A gauge of China’s manufacturing showed a third month of expansion, adding evidence that the recovery in the world’s second-biggest economy will extend into the new year.
The Purchasing Managers’ Index was 50.6 in December, the National Bureau of Statistics and China Federation of Logistics and Purchasing said today in Beijing. That compares with the 51.0 median estimate in a Bloomberg News survey of 27 analysts and 50.6 in November. A reading above 50 indicates expansion.

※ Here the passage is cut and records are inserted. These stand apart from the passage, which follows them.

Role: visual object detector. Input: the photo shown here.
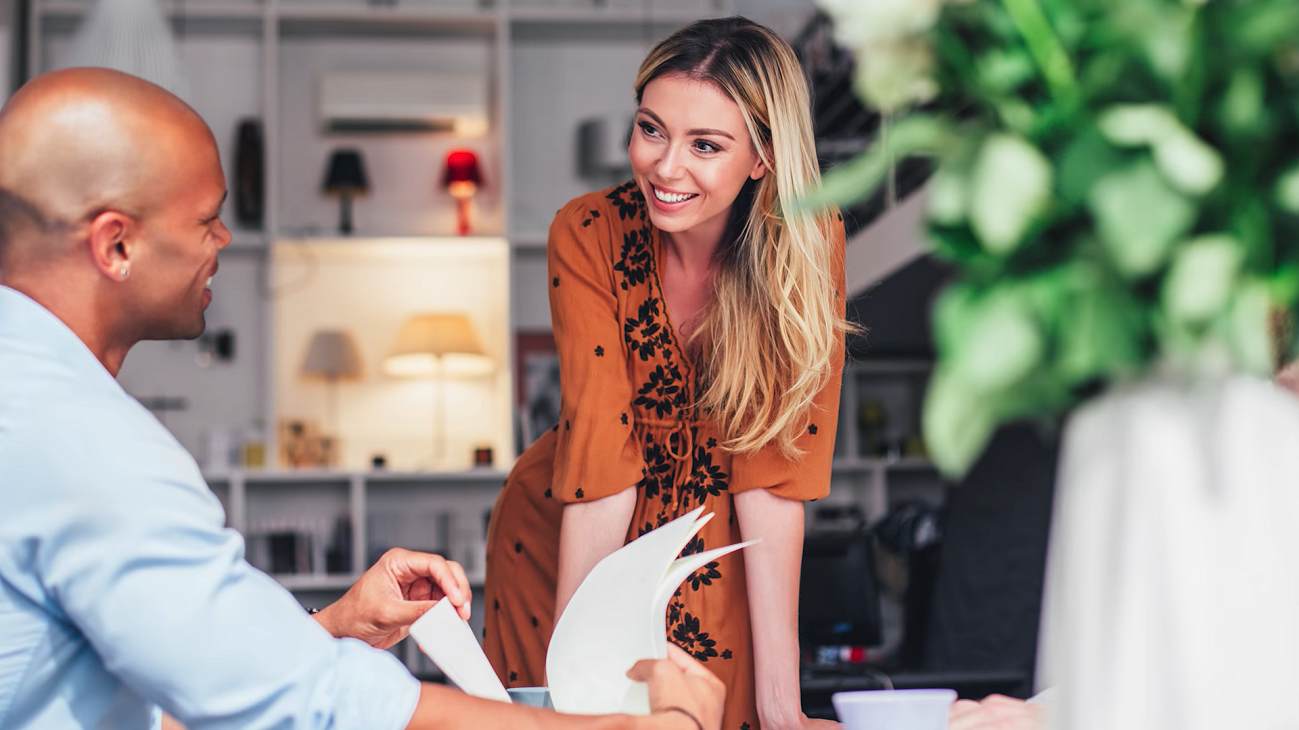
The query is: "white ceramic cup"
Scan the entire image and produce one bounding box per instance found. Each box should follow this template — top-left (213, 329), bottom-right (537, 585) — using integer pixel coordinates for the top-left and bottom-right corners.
top-left (830, 690), bottom-right (956, 730)
top-left (505, 687), bottom-right (555, 709)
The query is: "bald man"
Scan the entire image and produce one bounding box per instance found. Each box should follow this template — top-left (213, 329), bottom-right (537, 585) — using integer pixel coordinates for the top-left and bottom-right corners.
top-left (0, 69), bottom-right (722, 730)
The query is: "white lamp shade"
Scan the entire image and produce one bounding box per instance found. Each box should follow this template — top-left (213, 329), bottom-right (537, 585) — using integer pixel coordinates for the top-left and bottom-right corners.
top-left (383, 312), bottom-right (495, 378)
top-left (301, 330), bottom-right (361, 381)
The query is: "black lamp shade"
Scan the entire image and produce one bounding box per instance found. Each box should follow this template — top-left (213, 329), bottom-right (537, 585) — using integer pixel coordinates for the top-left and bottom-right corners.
top-left (321, 149), bottom-right (370, 194)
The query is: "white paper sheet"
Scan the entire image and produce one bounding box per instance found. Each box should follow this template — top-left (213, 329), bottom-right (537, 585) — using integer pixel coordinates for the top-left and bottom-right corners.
top-left (546, 508), bottom-right (750, 714)
top-left (410, 599), bottom-right (509, 703)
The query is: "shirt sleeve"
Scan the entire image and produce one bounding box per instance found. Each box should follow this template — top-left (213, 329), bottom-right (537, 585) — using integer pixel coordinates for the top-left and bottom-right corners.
top-left (35, 420), bottom-right (418, 730)
top-left (547, 199), bottom-right (644, 503)
top-left (730, 221), bottom-right (847, 501)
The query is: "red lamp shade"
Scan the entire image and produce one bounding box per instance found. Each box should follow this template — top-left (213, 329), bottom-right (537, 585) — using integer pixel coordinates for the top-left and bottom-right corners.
top-left (442, 149), bottom-right (483, 197)
top-left (442, 149), bottom-right (483, 235)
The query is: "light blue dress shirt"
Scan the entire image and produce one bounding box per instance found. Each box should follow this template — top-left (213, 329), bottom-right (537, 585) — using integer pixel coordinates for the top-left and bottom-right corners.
top-left (0, 287), bottom-right (418, 730)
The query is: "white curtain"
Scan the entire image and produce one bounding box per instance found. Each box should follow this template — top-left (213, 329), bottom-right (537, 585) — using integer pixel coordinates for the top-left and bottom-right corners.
top-left (56, 0), bottom-right (188, 99)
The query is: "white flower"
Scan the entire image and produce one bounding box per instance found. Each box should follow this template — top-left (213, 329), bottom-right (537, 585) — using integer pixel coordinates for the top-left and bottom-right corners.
top-left (817, 0), bottom-right (943, 51)
top-left (856, 40), bottom-right (938, 112)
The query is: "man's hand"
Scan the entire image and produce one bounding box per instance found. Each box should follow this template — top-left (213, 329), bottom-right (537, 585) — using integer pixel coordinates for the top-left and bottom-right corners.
top-left (627, 644), bottom-right (726, 730)
top-left (314, 548), bottom-right (470, 649)
top-left (950, 695), bottom-right (1047, 730)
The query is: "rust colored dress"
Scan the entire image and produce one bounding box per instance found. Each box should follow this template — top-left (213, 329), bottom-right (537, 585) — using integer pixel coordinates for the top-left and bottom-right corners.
top-left (485, 183), bottom-right (843, 730)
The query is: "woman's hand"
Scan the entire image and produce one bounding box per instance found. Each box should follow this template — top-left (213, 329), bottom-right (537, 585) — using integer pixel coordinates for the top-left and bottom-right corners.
top-left (948, 695), bottom-right (1047, 730)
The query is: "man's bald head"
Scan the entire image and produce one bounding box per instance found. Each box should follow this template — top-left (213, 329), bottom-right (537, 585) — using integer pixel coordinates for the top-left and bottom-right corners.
top-left (0, 69), bottom-right (216, 263)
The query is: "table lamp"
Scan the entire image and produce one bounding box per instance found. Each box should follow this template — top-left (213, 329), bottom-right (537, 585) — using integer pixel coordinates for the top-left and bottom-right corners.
top-left (442, 149), bottom-right (483, 235)
top-left (300, 330), bottom-right (361, 446)
top-left (383, 312), bottom-right (495, 464)
top-left (321, 149), bottom-right (370, 235)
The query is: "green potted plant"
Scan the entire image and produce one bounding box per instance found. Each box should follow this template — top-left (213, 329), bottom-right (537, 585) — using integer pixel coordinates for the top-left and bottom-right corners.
top-left (811, 0), bottom-right (1299, 730)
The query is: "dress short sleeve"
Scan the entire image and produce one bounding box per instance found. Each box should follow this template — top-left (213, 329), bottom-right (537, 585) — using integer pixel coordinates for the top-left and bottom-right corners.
top-left (547, 196), bottom-right (644, 503)
top-left (730, 220), bottom-right (847, 501)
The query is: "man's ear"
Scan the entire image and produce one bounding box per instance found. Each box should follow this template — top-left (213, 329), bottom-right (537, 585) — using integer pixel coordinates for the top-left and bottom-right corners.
top-left (87, 210), bottom-right (135, 282)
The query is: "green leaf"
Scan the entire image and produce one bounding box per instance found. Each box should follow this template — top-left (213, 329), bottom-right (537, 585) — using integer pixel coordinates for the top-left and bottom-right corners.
top-left (1055, 266), bottom-right (1143, 386)
top-left (1276, 165), bottom-right (1299, 216)
top-left (970, 134), bottom-right (1051, 256)
top-left (947, 287), bottom-right (1046, 392)
top-left (978, 48), bottom-right (1034, 95)
top-left (1154, 125), bottom-right (1222, 195)
top-left (1096, 104), bottom-right (1181, 147)
top-left (1089, 161), bottom-right (1196, 278)
top-left (1163, 235), bottom-right (1244, 326)
top-left (1099, 104), bottom-right (1222, 195)
top-left (1059, 127), bottom-right (1128, 205)
top-left (924, 366), bottom-right (996, 478)
top-left (1218, 68), bottom-right (1268, 135)
top-left (929, 165), bottom-right (969, 226)
top-left (934, 282), bottom-right (979, 360)
top-left (1228, 279), bottom-right (1277, 377)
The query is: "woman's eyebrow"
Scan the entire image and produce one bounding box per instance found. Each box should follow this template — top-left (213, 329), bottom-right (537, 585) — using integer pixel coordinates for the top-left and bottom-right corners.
top-left (637, 107), bottom-right (735, 142)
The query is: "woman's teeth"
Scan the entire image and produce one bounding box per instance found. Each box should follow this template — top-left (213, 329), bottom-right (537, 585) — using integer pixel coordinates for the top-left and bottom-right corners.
top-left (653, 187), bottom-right (696, 203)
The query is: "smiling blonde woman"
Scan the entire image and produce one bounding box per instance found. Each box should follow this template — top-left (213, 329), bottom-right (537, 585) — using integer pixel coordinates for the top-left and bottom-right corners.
top-left (486, 18), bottom-right (851, 730)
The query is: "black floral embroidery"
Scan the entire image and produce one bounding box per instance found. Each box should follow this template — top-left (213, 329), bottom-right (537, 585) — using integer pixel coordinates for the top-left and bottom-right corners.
top-left (622, 296), bottom-right (664, 362)
top-left (672, 610), bottom-right (717, 661)
top-left (681, 535), bottom-right (722, 591)
top-left (686, 447), bottom-right (730, 504)
top-left (605, 181), bottom-right (646, 221)
top-left (668, 600), bottom-right (685, 623)
top-left (686, 560), bottom-right (722, 591)
top-left (613, 229), bottom-right (653, 291)
top-left (633, 365), bottom-right (681, 418)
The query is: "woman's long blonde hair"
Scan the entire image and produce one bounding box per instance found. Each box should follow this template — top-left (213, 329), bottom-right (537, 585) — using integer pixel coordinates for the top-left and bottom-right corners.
top-left (637, 17), bottom-right (855, 459)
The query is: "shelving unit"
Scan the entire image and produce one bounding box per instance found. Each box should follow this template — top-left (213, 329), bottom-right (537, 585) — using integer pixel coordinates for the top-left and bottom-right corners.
top-left (829, 359), bottom-right (946, 522)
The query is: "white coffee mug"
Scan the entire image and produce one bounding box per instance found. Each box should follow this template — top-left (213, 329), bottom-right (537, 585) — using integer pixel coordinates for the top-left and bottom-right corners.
top-left (830, 690), bottom-right (956, 730)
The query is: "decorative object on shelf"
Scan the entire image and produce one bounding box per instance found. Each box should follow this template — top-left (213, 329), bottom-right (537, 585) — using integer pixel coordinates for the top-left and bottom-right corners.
top-left (442, 149), bottom-right (483, 235)
top-left (514, 331), bottom-right (560, 453)
top-left (577, 114), bottom-right (631, 184)
top-left (300, 330), bottom-right (361, 439)
top-left (61, 0), bottom-right (190, 99)
top-left (279, 418), bottom-right (334, 469)
top-left (321, 149), bottom-right (370, 235)
top-left (820, 0), bottom-right (1299, 730)
top-left (383, 312), bottom-right (496, 465)
top-left (234, 118), bottom-right (266, 230)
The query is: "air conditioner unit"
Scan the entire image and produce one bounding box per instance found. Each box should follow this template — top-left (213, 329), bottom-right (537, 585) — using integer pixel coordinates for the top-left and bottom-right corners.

Today’s report, along with a separate manufacturing gauge yesterday showing the fastest expansion in 19 months, reflect increased infrastructure spending that’s helping drive a rebound from a seven-quarter slowdown as a new generation of Communist Party leaders takes the nation’s reins. Li Keqiang, set to succeed Wen Jiabao as premier in March, is championing urbanization to put economic growth on a more sustainable path.

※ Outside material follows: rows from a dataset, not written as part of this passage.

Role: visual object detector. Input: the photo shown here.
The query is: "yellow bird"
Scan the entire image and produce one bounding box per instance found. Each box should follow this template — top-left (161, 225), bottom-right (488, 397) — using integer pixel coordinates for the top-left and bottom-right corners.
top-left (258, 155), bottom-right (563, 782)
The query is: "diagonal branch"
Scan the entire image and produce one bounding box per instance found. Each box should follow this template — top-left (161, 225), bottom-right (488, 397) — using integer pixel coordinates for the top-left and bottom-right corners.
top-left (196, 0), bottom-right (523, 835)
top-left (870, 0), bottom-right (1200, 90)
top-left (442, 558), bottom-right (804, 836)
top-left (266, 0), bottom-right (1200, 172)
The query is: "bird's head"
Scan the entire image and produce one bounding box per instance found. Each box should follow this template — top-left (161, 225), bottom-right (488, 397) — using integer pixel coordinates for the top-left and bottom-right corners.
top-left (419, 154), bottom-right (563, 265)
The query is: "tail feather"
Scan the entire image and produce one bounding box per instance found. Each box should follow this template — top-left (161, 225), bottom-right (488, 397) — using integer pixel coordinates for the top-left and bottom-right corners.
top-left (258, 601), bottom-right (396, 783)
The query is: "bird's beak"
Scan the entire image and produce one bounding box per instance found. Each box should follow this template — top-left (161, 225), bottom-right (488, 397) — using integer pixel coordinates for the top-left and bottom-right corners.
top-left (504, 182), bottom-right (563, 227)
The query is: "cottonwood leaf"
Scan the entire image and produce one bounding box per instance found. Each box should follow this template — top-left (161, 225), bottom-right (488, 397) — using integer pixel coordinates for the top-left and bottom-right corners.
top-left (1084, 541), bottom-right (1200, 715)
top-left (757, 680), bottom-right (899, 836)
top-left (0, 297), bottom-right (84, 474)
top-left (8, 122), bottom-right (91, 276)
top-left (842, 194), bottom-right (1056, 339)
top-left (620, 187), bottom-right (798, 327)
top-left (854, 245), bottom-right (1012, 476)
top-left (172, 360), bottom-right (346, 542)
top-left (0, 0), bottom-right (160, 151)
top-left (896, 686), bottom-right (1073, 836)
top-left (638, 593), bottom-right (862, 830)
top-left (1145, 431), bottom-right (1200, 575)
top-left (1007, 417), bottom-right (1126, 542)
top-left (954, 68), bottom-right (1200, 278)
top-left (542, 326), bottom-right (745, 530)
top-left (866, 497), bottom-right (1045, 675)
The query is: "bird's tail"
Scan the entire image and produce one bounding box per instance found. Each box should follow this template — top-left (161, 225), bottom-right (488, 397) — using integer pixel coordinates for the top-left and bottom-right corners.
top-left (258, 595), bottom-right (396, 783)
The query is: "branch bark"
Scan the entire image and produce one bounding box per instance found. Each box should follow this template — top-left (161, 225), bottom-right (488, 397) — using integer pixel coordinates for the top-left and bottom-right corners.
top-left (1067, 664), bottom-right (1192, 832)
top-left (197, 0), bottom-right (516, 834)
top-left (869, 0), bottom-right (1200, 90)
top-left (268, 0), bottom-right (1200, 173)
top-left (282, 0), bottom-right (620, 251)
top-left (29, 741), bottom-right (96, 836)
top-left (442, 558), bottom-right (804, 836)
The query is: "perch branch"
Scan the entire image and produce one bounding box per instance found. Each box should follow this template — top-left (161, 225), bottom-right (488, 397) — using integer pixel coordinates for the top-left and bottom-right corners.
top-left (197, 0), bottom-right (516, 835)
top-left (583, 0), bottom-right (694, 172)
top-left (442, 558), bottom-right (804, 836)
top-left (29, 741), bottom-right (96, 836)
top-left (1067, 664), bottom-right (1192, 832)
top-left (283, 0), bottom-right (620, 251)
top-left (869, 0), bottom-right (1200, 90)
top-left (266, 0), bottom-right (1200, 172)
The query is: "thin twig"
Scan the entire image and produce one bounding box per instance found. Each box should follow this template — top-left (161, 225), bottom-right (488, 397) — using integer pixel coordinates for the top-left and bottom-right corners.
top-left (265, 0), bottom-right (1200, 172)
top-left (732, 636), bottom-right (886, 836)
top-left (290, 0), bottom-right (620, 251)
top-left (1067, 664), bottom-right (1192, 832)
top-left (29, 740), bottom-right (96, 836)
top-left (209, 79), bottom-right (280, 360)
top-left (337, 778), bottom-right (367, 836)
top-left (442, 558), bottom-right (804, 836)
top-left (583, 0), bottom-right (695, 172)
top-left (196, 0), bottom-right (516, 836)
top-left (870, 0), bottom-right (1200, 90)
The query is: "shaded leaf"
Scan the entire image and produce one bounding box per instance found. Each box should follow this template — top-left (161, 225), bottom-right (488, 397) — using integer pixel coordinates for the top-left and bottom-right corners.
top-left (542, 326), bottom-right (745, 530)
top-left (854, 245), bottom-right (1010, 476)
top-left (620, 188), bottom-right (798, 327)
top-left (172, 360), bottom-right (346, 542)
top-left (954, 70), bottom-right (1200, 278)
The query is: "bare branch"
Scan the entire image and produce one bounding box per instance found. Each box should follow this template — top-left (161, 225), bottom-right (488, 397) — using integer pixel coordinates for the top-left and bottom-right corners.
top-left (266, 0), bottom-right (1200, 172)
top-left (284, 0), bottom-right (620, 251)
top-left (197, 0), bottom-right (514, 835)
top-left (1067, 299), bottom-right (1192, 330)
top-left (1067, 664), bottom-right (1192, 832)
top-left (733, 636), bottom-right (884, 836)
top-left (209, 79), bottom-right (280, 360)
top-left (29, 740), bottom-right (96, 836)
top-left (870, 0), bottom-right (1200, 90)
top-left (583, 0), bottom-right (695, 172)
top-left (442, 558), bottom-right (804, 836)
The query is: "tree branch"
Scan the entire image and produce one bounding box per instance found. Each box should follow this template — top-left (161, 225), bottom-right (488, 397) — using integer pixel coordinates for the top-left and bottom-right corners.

There’s little doubt that China’s economy will rebound in the first half of 2013,” Joy Yang, chief Greater China economist at Mirae Asset Securities (HK) Ltd. in Hong Kong, said before the release. “As a developing country, China has the luxury of boosting infrastructure investment to cushion cyclical headwinds.”
The final December reading of a purchasing managers’ index released yesterday by HSBC Holdings Plc and Markit Economics was 51.5, the highest in 19 months, after a 50.9 preliminary reading and a final 50.5 in November. The HSBC index focuses more on smaller businesses.
The nation’s budget deficit may widen to 1.2 trillion yuan ($193 billion) in 2013, including the sale of 350 billion yuan of bonds to fund local governments, Bloomberg reported on Dec. 27, citing a person who asked not to be identified because the deliberations are not public. A bigger gap may help pay for tax cuts and measures to boost urbanization and consumer demand.